Antipsychotic Reduction Efforts - Who Achieved the Most Success?

Antipsychotic Reduction Efforts - Who Achieved the Most Success?

Nursing homes have been measured by the Centers for Medicare & Medicaid Services (CMS) for their success in reducing the use of antipsychotic drugs since 2011. Under the direction of the National Partnership to Improve Dementia Care in Nursing Homes, the national percentage of long-stay residents receiving an antipsychotic medication has been reduced through nursing home efforts from 23.9% in the 4th quarter of 2011 to a national prevalence rate of 16% effective the 4th quarter of 2016. This demonstrates a 33.2% reduction throughout the five years under review. The greatest percentages of reduction as recorded in the lastquarter of 2016 were achievedby Hawaii, Alaska, District of Columbia, New Jersey, Michigan, California, Wyoming, Delaware, Wisconsin, and Maryland. Although all states demonstrated significant improvement, those with the least reduction included Kansas, Oklahoma, Mississippi, Kentucky, Illinois, and Georgia.

 

The official measure used to gather prevalence rate data is the Quality Measure The percentage of long-stay nursing home residents who are receiving an antipsychotic medication, excluding those residents diagnosed with schizophrenia, Huntington's Disease, or Tourette's Syndrome. The intent of this effort is to ensure that residents only receive antipsychotic medications if there is a valid, clinical indication that includes a systematic process to evaluate each individual resident's need.

 

Psychotropic Medication 

Regulation Implementation

Effective November 28, 2017, CMS will implement changes to psychotropic drug regulations. The revised regulation §483.45(e) Psychotropic Drugs states that based on a comprehensive assessment of a resident, the facility must ensure that:

  • Residents who have not used psychotropic drugs are not given these drugs unless the medication is necessary to treat a specific condition as diagnosed and documented in the clinical record;
  • Residents who use psychotropic drugs receive gradual dose reductions, and behavioral interventions, unless clinically contraindicated;
  • Residents do not receive PRN psychotropic drugs unless that medication is necessary to treat a diagnosed specific condition that is documented in the clinical record;
  • PRN orders for psychotropic drugs are limited to 14 days, except when the attending physician or prescribing practitioner believes that it is appropriate for the PRN order to be extended beyond 14 days. Then he or she should document the rationale in the resident's medical record and indicate the duration for the PRN order;
  • PRN orders for anti-psychotic drugs are limited to 14 days and cannot be renewed unless the attending physician or prescribing practitioner evaluates the resident for the appropriateness of that medication.

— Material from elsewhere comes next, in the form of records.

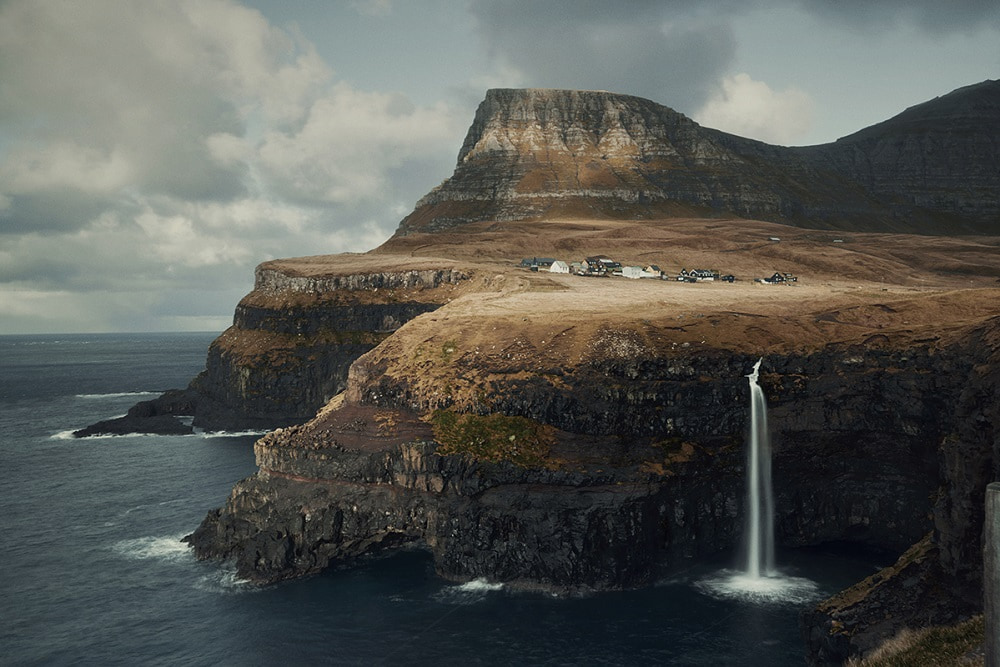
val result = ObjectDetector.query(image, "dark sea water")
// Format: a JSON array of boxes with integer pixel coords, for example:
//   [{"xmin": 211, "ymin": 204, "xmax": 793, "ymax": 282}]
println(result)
[{"xmin": 0, "ymin": 334, "xmax": 874, "ymax": 665}]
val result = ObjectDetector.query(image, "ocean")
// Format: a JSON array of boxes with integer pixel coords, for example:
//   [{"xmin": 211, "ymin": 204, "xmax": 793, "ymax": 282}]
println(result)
[{"xmin": 0, "ymin": 333, "xmax": 876, "ymax": 666}]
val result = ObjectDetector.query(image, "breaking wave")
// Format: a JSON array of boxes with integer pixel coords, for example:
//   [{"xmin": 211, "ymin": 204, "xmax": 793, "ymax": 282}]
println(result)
[
  {"xmin": 112, "ymin": 534, "xmax": 191, "ymax": 562},
  {"xmin": 76, "ymin": 391, "xmax": 160, "ymax": 400},
  {"xmin": 433, "ymin": 579, "xmax": 503, "ymax": 605}
]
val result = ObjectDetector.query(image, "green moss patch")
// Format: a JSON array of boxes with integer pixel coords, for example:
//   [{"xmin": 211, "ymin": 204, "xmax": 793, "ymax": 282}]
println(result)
[
  {"xmin": 430, "ymin": 410, "xmax": 554, "ymax": 468},
  {"xmin": 847, "ymin": 616, "xmax": 985, "ymax": 667}
]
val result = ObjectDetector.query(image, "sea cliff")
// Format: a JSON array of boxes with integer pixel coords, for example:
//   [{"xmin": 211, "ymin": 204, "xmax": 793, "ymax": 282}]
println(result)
[{"xmin": 86, "ymin": 82, "xmax": 1000, "ymax": 664}]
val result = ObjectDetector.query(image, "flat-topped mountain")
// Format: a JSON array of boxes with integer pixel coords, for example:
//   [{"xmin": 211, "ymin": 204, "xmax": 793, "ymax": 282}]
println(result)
[
  {"xmin": 78, "ymin": 82, "xmax": 1000, "ymax": 664},
  {"xmin": 397, "ymin": 81, "xmax": 1000, "ymax": 235}
]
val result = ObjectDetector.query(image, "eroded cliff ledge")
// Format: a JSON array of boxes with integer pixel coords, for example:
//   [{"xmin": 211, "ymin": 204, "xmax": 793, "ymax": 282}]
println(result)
[
  {"xmin": 189, "ymin": 220, "xmax": 1000, "ymax": 661},
  {"xmin": 95, "ymin": 82, "xmax": 1000, "ymax": 662},
  {"xmin": 75, "ymin": 256, "xmax": 470, "ymax": 437}
]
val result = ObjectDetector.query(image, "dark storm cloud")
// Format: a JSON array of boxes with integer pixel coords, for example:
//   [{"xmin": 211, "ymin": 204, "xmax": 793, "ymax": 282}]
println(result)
[
  {"xmin": 793, "ymin": 0, "xmax": 1000, "ymax": 34},
  {"xmin": 471, "ymin": 0, "xmax": 736, "ymax": 110}
]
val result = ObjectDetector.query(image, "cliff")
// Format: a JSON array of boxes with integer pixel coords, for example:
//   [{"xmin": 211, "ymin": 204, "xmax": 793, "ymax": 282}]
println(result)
[
  {"xmin": 74, "ymin": 256, "xmax": 469, "ymax": 437},
  {"xmin": 397, "ymin": 81, "xmax": 1000, "ymax": 235},
  {"xmin": 76, "ymin": 82, "xmax": 1000, "ymax": 663}
]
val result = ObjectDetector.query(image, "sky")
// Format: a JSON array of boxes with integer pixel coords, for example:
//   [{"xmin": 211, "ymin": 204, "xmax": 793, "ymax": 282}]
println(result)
[{"xmin": 0, "ymin": 0, "xmax": 1000, "ymax": 334}]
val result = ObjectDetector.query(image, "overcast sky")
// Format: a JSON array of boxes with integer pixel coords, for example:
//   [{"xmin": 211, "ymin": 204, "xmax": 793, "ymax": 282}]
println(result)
[{"xmin": 0, "ymin": 0, "xmax": 1000, "ymax": 334}]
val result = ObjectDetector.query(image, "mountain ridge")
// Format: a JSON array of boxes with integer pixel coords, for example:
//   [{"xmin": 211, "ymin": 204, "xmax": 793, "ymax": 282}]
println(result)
[{"xmin": 396, "ymin": 81, "xmax": 1000, "ymax": 236}]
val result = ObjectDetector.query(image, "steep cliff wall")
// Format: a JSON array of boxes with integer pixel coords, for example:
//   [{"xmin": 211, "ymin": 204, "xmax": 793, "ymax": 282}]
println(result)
[
  {"xmin": 191, "ymin": 328, "xmax": 984, "ymax": 590},
  {"xmin": 191, "ymin": 262, "xmax": 468, "ymax": 427},
  {"xmin": 397, "ymin": 81, "xmax": 1000, "ymax": 235}
]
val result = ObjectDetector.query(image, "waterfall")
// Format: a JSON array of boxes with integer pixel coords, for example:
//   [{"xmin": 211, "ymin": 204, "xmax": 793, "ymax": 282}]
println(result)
[
  {"xmin": 694, "ymin": 359, "xmax": 820, "ymax": 604},
  {"xmin": 744, "ymin": 359, "xmax": 775, "ymax": 578}
]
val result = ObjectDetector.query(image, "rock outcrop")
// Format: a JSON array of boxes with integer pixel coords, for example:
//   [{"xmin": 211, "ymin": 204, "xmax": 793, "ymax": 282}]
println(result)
[
  {"xmin": 75, "ymin": 257, "xmax": 469, "ymax": 437},
  {"xmin": 88, "ymin": 82, "xmax": 1000, "ymax": 663},
  {"xmin": 190, "ymin": 320, "xmax": 992, "ymax": 604},
  {"xmin": 397, "ymin": 81, "xmax": 1000, "ymax": 235}
]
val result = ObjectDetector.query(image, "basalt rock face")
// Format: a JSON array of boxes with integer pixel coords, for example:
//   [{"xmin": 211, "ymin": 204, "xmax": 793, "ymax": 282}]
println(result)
[
  {"xmin": 397, "ymin": 81, "xmax": 1000, "ymax": 235},
  {"xmin": 186, "ymin": 265, "xmax": 466, "ymax": 427},
  {"xmin": 75, "ymin": 262, "xmax": 468, "ymax": 437},
  {"xmin": 188, "ymin": 342, "xmax": 969, "ymax": 591},
  {"xmin": 802, "ymin": 318, "xmax": 1000, "ymax": 665}
]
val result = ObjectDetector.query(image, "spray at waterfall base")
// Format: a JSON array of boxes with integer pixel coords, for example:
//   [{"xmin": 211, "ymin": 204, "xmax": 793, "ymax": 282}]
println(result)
[{"xmin": 695, "ymin": 358, "xmax": 818, "ymax": 604}]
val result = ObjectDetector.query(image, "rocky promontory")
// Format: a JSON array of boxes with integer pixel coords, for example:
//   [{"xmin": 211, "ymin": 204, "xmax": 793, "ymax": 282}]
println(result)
[{"xmin": 82, "ymin": 82, "xmax": 1000, "ymax": 664}]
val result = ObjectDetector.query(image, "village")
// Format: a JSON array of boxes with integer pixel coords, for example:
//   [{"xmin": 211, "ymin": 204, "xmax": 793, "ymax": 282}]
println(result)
[{"xmin": 520, "ymin": 255, "xmax": 798, "ymax": 285}]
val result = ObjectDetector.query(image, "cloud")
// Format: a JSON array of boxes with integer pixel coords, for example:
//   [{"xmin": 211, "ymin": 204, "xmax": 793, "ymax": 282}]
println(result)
[
  {"xmin": 0, "ymin": 0, "xmax": 467, "ymax": 330},
  {"xmin": 470, "ymin": 0, "xmax": 736, "ymax": 110},
  {"xmin": 693, "ymin": 73, "xmax": 815, "ymax": 145},
  {"xmin": 787, "ymin": 0, "xmax": 1000, "ymax": 34},
  {"xmin": 258, "ymin": 85, "xmax": 458, "ymax": 204}
]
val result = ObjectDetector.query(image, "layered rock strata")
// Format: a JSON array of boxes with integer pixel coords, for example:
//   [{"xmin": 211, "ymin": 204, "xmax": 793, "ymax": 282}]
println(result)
[
  {"xmin": 398, "ymin": 81, "xmax": 1000, "ymax": 234},
  {"xmin": 75, "ymin": 258, "xmax": 469, "ymax": 437},
  {"xmin": 190, "ymin": 334, "xmax": 968, "ymax": 591}
]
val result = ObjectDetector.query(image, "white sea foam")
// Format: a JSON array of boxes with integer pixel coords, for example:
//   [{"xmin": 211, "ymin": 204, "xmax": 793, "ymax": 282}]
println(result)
[
  {"xmin": 194, "ymin": 566, "xmax": 262, "ymax": 595},
  {"xmin": 195, "ymin": 429, "xmax": 270, "ymax": 438},
  {"xmin": 694, "ymin": 570, "xmax": 822, "ymax": 604},
  {"xmin": 113, "ymin": 535, "xmax": 191, "ymax": 561},
  {"xmin": 434, "ymin": 579, "xmax": 503, "ymax": 604},
  {"xmin": 49, "ymin": 429, "xmax": 193, "ymax": 440}
]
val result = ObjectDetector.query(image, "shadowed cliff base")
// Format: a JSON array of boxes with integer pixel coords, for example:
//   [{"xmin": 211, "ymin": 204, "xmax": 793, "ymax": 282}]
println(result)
[{"xmin": 82, "ymin": 82, "xmax": 1000, "ymax": 663}]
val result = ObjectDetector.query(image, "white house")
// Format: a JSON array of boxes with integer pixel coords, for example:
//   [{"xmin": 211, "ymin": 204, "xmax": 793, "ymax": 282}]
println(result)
[{"xmin": 622, "ymin": 266, "xmax": 643, "ymax": 279}]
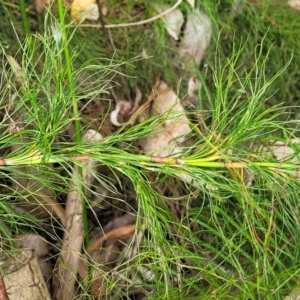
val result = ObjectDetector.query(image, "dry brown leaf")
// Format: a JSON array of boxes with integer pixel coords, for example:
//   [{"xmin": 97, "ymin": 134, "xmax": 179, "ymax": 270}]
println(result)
[
  {"xmin": 186, "ymin": 0, "xmax": 195, "ymax": 8},
  {"xmin": 34, "ymin": 0, "xmax": 51, "ymax": 14},
  {"xmin": 110, "ymin": 88, "xmax": 142, "ymax": 126},
  {"xmin": 179, "ymin": 10, "xmax": 212, "ymax": 70},
  {"xmin": 154, "ymin": 4, "xmax": 184, "ymax": 41},
  {"xmin": 71, "ymin": 0, "xmax": 107, "ymax": 22},
  {"xmin": 139, "ymin": 81, "xmax": 191, "ymax": 157}
]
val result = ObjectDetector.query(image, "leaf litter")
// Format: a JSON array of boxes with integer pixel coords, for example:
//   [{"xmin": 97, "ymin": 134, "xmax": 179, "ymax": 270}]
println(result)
[{"xmin": 2, "ymin": 1, "xmax": 297, "ymax": 299}]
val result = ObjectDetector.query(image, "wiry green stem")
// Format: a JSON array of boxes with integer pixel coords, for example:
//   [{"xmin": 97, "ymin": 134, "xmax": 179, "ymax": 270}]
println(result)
[{"xmin": 19, "ymin": 0, "xmax": 30, "ymax": 35}]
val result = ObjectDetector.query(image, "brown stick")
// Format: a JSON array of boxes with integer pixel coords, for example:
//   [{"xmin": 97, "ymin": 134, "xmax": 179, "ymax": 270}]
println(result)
[
  {"xmin": 0, "ymin": 275, "xmax": 9, "ymax": 300},
  {"xmin": 54, "ymin": 130, "xmax": 102, "ymax": 300}
]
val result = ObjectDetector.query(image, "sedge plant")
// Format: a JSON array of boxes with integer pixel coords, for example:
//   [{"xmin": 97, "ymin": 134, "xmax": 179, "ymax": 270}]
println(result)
[{"xmin": 0, "ymin": 13, "xmax": 300, "ymax": 299}]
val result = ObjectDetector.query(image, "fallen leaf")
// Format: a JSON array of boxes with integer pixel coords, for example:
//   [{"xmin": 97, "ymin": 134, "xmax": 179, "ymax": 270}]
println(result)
[
  {"xmin": 179, "ymin": 10, "xmax": 212, "ymax": 70},
  {"xmin": 34, "ymin": 0, "xmax": 51, "ymax": 14},
  {"xmin": 154, "ymin": 5, "xmax": 184, "ymax": 41},
  {"xmin": 71, "ymin": 0, "xmax": 99, "ymax": 22},
  {"xmin": 139, "ymin": 81, "xmax": 191, "ymax": 157},
  {"xmin": 110, "ymin": 88, "xmax": 142, "ymax": 126}
]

The intent of this revised requirement is that each resident's entire drug/medication regimen will be managed and monitored to ensure it helps promote or maintain the resident's highest practicable men

tal, physical, and psychosocial well-being. Collaboration should occur between the resident and/or their representative, the attending physician, and facility staff to ensure that each resident receives only those medications, doses, and duration that are clinically indicated to treat the resident's assessed condition. Non-pharmacological interventions, such as behavioral interventions, must be considered and used when appropriate, instead of, or in addition to, the medication.

 

The consultant pharmacist has a significant role in medication oversight through monthly completion of the Drug Regimen Review. Effective November 28, 2017, this is to include a review of the resident's full medical chart, not just portions of the chart typically accessed, such as physician orders, progress notes, and lab results. Additionally, CMS will implement the following definition of psychotropic drugs effective November 28th: any drug that affects brain activities associated with mental processes and behavior. These include, but are not limited to, drugs in the following categories: anti-psychotic, anti-depressant, anti-anxiety, and hypnotic. Include your pharmacist in preparing your staff and updating your policies and procedures to accommodate these new requirements. He or she will bring valuable information to the discussions to help you achieve compliance and improve quality of care for your residents.